No Brasil, pouco se fala de Ford Madox Ford. Porém, ele figura em listas diversas de melhores livros lá fora. Muitos se referem a O bom soldado como “uma história esteticamente perfeita”, uma obra prima e etc. Minha expectativa, portanto, estava alta.

O bom soldado nos apresenta a história de John Dowell, casado com a adorável Florence. Ambos são americanos e têm um estilo de vida que hoje seria considerado algo como classe alta. Ou super alta. Em uma viagem conhecem o aristocrata inglês Edward Ashburham e sua esposa Leonora. Rapidamente se tornam amigos e os quatro fazem tudo juntos.

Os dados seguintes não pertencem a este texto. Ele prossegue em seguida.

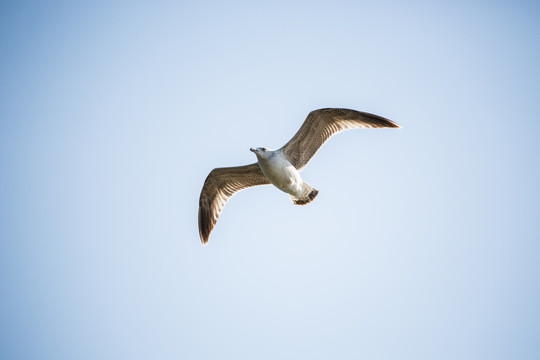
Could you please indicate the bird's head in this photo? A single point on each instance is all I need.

Dowell repete diversas vezes como ele achava agradável a sintonia entre os casais.

Por nove anos, os amigos fazem quase tudo juntos e o nível de intimidade entre eles acaba resultando em um história de mentiras, traição e tristeza explicando a frase inicial do livro: “esta é a história mais triste que eu já ouvi.”

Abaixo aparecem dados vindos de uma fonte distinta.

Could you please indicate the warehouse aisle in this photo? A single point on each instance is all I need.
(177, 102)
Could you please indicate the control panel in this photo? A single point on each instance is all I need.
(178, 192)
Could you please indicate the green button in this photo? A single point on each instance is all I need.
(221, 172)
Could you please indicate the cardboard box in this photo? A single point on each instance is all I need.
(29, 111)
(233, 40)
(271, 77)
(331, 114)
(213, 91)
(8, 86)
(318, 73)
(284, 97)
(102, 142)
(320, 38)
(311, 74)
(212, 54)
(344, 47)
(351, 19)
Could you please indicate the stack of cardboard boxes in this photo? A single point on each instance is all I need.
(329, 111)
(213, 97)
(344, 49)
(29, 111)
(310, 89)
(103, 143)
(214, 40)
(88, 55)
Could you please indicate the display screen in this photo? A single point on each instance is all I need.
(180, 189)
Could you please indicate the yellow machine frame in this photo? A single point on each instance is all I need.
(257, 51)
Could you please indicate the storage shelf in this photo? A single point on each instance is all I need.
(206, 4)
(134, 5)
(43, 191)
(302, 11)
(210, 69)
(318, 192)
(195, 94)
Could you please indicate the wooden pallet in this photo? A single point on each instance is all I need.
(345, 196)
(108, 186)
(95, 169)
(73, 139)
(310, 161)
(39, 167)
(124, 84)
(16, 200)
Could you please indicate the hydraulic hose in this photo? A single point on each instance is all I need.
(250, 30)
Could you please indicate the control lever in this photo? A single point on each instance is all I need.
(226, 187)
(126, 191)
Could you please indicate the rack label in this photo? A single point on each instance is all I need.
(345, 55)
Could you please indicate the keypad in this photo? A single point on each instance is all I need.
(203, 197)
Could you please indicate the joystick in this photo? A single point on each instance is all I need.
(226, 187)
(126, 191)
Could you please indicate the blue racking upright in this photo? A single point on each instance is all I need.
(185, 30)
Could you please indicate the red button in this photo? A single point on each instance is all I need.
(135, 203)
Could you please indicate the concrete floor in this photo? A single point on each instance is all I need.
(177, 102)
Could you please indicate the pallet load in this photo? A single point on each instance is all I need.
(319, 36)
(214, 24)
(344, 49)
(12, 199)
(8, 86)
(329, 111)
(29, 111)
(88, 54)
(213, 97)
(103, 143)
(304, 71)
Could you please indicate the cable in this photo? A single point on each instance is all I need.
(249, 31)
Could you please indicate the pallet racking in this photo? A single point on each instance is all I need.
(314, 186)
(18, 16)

John, aos poucos, vai nos apresentando a realidade por trás de seu casamento com a não tão adorável Florence, os problemas de fidelidade de Edward e a frieza que se abate sobre a manipuladora Leonora. Em várias passagens ele se perde, vai e volta na história como se sua cabeça não conseguisse fazer sentido de tudo ou como se ele se perdesse quando pensa nos detalhes que está tentando nos contar. Por exemplo, suas impressões de sua esposa passam de adorável a prostituta à medida que ele vai se inteirando do caso dela com outros homens e nos apresenta a real Florence: “Ela queria casar com um cavalheiro desocupado; queria uma base na Europa. Queria que seu marido tivesse um sotaque inglês, uma renda de imóveis de cinquenta mil dólares por ano e nenhuma ambição de aumentar essa renda. E insinuou ligeiramente que não queria muita paixão física no caso. Americanos, sabe, são capazes de enfrentar uniões assim sem pestanejar.”  

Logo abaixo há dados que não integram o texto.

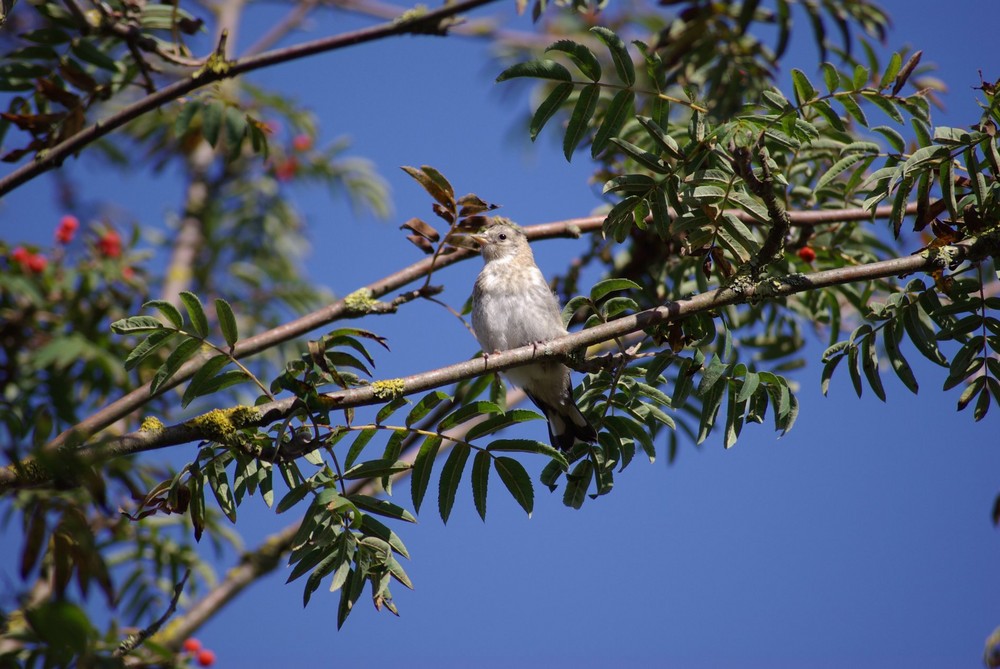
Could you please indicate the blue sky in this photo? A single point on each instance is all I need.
(862, 538)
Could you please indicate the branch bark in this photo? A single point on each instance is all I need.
(573, 227)
(417, 23)
(24, 474)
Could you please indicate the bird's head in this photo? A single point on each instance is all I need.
(502, 239)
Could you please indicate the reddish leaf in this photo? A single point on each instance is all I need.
(421, 243)
(421, 228)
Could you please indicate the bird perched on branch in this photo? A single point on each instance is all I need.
(512, 306)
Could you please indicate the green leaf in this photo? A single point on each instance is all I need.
(499, 422)
(196, 312)
(152, 343)
(579, 120)
(422, 466)
(184, 117)
(852, 108)
(577, 484)
(581, 55)
(381, 507)
(869, 363)
(518, 482)
(648, 160)
(180, 355)
(376, 468)
(389, 409)
(804, 91)
(227, 321)
(451, 476)
(236, 129)
(885, 104)
(219, 482)
(205, 373)
(358, 446)
(891, 70)
(434, 183)
(619, 54)
(603, 288)
(89, 52)
(134, 324)
(549, 106)
(372, 527)
(169, 311)
(617, 113)
(667, 143)
(896, 358)
(838, 168)
(293, 497)
(480, 481)
(469, 411)
(211, 121)
(891, 135)
(536, 69)
(425, 405)
(528, 446)
(946, 177)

No meio do livro é quase assustador de ver como a figura que imaginávamos no começo simplesmente não existe e não passou de uma encenação de ambos os casais até que a verdade veio à tona. O livro é uma primazia de um contador de história. Não podemos esquecer, no entanto, que todo o livro é narrado do embaçado ponto de vista de John e ele pode nos contar somente o que ele quer que o leitor saiba.

De fato, em momento nenhum ele avalia seu próprio papel no casamento e sua falta de atitude perante a Florence. John é um homem pacato que acredita que um casamento sem sexo e quase sem contato físico é  normal. Florence dorme de porta trancada (para ele) porque tem um coração fraco e sexo pode causar problemas sérios. Isso é o que ela diz a John e ele acredita que seu papel no casamento é, apenas, de garantir que ela não se exalte muito para que seu coração não falhe.

À medida que John vai descobrindo as mentiras de Florence, ele começa a desconfiar de basicamente tudo o que Florence lhe disse durante todo o tempo que estavam casados. O livro não é apenas a história de um homem traído, é a história de um homem que descobre que viveu uma mentira por muito mais tempo do que seria humanamente possível.

Lindamente escrito com uma sensibilidade palpável, o livro é narrado de maneira a transmitir ao leitor a confusão de John e a permitir que acompanhemos cada passo de sua recuperação bem como sua real visão sobre o mundo em que estava inserido. Definitivamente, um livro que merece ser lido e relido.